Rid­ers on the STORM

Puffins – they laugh in the face of 200km/h winds!

World of Knowledge (Australia) - - History -

Its first steps are ten­ta­tive. Af­ter all, its legs aren’t used to steady ground. This young At­lantic puf­fin has spent four years on the high seas – with­out once re­turn­ing to dry land. It has seen waves higher than a house and flown through 200km/h win­ter storms. It has dived through salt wa­ter colder than ice. “And it has found the love of its life,” says Stephen Kress.

The Amer­i­can or­nithol­o­gist has been ob­serv­ing the colonies of puffins in New­found­land for more than 30 years. He has ded­i­cated his life to re­search­ing the species, “be­cause these an­i­mals sym­bol­ise the mean­ing of life like no other liv­ing be­ings.” Ev­ery year the same cou­ple pair up in the same colony. They bur­row a hol­low on the edge of a steep cliff, fur­nish their home with sea­weed and feath­ers, and raise a sin­gle chick there. The house­proud par­ents keep it warm and clean, and fly tire­lessly round the clock to catch small fish with which to feed their nestling.

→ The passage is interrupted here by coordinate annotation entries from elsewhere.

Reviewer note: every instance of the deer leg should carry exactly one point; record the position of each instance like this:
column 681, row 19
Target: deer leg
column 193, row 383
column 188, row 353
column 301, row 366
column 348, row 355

But af­ter five to six weeks some­thing weird hap­pens, some­thing vir­tu­ally un­heard of in the bird world: the young puf­fin crawls out of its hol­low for the first time in its life, top­ples over the cliff into the sea – and van­ishes. Lit­tle hatch­lings who have never seen the sun, never learnt how to catch fish; whose wings are too weak to carry their bod­ies, whose feath­ers have never got wet; these young things now tum­ble into the bit­terly cold dark blue wa­ter, pad­dle out to sea and never look back. It’s as if they are born to be called into the At­lantic. And as if their elders know how pow­er­ful this call is, for they stand mo­tion­less next to one an­other at the en­trance to their bur­row, watch­ing their off­spring leap into the un­known.

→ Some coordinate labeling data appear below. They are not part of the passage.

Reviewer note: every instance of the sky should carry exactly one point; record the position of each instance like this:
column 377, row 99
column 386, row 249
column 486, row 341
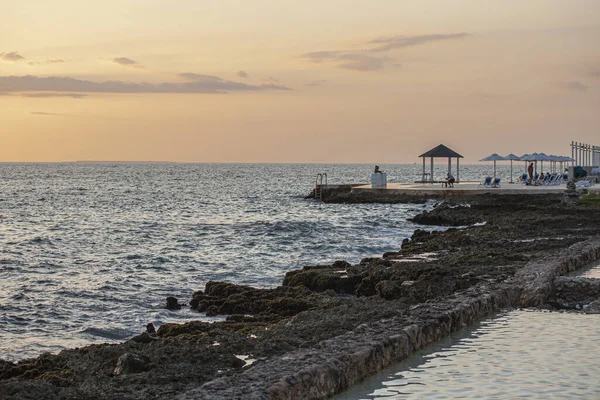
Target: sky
column 336, row 81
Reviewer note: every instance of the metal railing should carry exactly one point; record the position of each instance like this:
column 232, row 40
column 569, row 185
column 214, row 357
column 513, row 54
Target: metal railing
column 319, row 185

The North At­lantic is con­sid­ered one of the most dan­ger­ous oceans in the world, even in sum­mer. But in win­ter it is noth­ing less than a hellish night­mare of mon­ster waves, fields of pack ice and bliz­zards. What hap­pens to the chicks out at sea? “It might sound un­be­liev­able,” says Kress, “but they learn to catch fish and sort them in their mouths. They ac­cli­ma­tise to the sun and the Earth’s mag­netic field and get the hang of nav­i­ga­tion. They spread their wings and be­come sur­pris­ingly fleet fliers.”

Four years pass be­fore the an­i­mals reach adult­hood and be­come ac­quainted with the puf­fin they will spend the rest of their lives with. To­gether the new pair re­treat to their colony to raise their own sin­gle chick, be­fore watch­ing on proudly as it fol­lows the call of life.